Wayland was a bit special, because despite crosvm including a virtual
"Wayland device", it's not really hardware, and so it required an
approach to isolation that will be quite different to other crosvm
virtual devices. My hope is that other virtual devices should all be
substantially similar to each other.
The basic idea for actual hardware isolation is that rather than having
drivers in the host kernel for USB, network devices, etc. those will be
exposed to dedicated VMs as virtual PCI devices. This should
substantially reduce host kernel attack surface. crosvm virtual devices
will be run in these device VMs, and communicate over virtio with
application VMs as normal. This will require implementing in crosvm a
virtio proxy device, than allows for the crosvm running an application
VM to forward virtio communication to the virtual device running in
userspace in the driver VM.
(The reason devices aren't attached to application VMs directly but run
in seperate device VMs is that hardware is probably not going to be very
happy if multiple kernels are trying to talk to it at the same time.
Additionally, this indirection means that application VMs only have to
use the one virtio driver for that device category, rather than any of
the hundreds of drivers for different hardware in that category. If one
of those drivers had a vulnerability, this should help to contain it to
the device VM.)
So I started writing this virtio proxy. The basic idea is to copy
virtio buffers from application VM guest memory into memory that can be
shared with the userspace virtual device in the device VM. I can't find
any prior art on this (which is not unusual -- not many systems isolate
drivers in this way), so this has required a lot of looking back at the
virtio paper and spec to make sure I understand what to do here.

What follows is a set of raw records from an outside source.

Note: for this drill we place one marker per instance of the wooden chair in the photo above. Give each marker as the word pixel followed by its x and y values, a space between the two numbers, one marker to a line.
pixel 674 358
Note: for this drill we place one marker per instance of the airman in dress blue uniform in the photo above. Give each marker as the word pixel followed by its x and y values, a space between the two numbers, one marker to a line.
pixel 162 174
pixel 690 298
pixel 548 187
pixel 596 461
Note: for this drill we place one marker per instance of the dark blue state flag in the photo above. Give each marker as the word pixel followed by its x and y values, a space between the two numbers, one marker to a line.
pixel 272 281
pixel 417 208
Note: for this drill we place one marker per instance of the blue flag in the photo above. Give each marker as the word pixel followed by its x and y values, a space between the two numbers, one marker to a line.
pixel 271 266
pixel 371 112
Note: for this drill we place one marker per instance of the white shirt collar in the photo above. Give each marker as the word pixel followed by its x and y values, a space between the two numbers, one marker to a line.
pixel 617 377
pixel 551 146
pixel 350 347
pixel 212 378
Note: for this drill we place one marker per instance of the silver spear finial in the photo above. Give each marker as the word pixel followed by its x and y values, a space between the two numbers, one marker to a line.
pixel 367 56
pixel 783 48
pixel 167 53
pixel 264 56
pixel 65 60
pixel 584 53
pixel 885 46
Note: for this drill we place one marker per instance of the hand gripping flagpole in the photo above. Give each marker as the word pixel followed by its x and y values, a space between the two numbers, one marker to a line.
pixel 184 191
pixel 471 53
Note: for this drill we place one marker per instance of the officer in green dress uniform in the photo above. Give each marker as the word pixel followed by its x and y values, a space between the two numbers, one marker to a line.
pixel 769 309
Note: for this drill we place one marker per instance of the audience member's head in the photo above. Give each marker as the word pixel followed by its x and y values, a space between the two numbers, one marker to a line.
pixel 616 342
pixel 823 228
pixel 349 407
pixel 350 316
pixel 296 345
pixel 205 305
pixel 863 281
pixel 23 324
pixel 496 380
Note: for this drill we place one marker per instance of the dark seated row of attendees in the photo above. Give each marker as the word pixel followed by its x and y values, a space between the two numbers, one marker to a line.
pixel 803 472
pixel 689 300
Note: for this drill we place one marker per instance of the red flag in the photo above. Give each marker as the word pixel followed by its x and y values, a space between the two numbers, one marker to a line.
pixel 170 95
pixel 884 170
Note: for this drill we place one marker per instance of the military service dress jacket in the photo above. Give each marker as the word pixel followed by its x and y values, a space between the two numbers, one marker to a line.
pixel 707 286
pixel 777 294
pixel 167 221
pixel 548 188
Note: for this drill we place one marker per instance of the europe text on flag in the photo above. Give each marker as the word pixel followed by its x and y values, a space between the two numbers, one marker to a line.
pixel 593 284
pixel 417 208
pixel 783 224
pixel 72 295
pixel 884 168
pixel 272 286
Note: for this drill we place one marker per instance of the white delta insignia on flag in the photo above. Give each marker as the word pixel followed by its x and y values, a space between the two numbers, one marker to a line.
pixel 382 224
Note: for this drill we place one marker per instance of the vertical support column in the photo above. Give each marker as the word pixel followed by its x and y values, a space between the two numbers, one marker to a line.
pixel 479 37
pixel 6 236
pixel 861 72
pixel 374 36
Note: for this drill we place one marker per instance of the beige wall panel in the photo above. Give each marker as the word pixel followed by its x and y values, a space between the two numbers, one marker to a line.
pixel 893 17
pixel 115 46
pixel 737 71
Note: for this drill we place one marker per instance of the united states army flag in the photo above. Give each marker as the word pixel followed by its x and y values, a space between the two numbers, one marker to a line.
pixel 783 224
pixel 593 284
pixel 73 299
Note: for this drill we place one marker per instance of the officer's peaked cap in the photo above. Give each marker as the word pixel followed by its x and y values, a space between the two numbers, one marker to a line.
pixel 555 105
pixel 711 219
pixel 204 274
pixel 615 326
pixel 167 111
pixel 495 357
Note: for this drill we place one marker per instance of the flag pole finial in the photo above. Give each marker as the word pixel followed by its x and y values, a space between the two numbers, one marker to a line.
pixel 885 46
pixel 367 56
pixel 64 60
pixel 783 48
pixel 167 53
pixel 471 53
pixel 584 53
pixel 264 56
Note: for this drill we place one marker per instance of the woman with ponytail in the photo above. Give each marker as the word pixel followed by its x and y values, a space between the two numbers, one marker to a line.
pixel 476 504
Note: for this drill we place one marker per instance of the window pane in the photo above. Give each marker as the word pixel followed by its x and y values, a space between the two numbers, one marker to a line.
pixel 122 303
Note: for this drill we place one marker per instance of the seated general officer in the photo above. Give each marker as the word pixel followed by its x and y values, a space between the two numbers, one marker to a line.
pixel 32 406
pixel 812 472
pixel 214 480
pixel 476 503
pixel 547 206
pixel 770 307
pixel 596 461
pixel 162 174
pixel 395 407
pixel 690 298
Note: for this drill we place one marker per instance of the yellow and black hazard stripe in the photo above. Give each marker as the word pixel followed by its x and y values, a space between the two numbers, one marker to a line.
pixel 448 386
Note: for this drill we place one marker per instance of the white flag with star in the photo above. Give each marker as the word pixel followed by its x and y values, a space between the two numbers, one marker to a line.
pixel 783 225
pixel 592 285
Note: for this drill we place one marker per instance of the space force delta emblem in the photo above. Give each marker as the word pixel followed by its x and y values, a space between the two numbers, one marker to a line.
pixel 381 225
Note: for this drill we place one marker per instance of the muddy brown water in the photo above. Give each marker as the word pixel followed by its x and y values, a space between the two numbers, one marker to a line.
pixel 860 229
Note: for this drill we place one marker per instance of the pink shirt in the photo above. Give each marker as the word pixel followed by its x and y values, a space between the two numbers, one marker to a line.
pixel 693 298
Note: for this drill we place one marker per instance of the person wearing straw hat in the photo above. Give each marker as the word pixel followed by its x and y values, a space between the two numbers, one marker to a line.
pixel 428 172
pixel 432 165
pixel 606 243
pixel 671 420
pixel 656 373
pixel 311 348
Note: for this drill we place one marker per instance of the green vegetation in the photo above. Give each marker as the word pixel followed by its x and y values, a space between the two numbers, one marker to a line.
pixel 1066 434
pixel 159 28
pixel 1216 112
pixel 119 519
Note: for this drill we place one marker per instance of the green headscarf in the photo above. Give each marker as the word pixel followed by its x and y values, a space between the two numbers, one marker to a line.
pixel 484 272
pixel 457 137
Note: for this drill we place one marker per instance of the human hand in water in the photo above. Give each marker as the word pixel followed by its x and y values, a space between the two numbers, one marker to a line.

As I write this, the next problem to solve is integrating some sort of
memory allocator that can manage buffer allocations in the shared memory
that the virtual device looks at. This is a new area for me that I'd
appreciate advice on if anybody can give it -- think of it like, I have a
memfd, mmaped into my process, and I would like to dynamically allocate
and release memory buffers of dynamic sizes in that region. I'm sure
there's a library I'll be able to plug in for this.
As usual, big thank you to Cole for reviewing patches, and for finding
room for improvement even in languages/areas he isn't familiar with.
It feels nice to have done some thinking about the project at a slightly
higher level than I have been recently, and to know where I am on the
way to the next milestone. Having taken a lot of time away from the
milestone list this year to work on fundamentals, it's good to feel like
I'm getting back on track.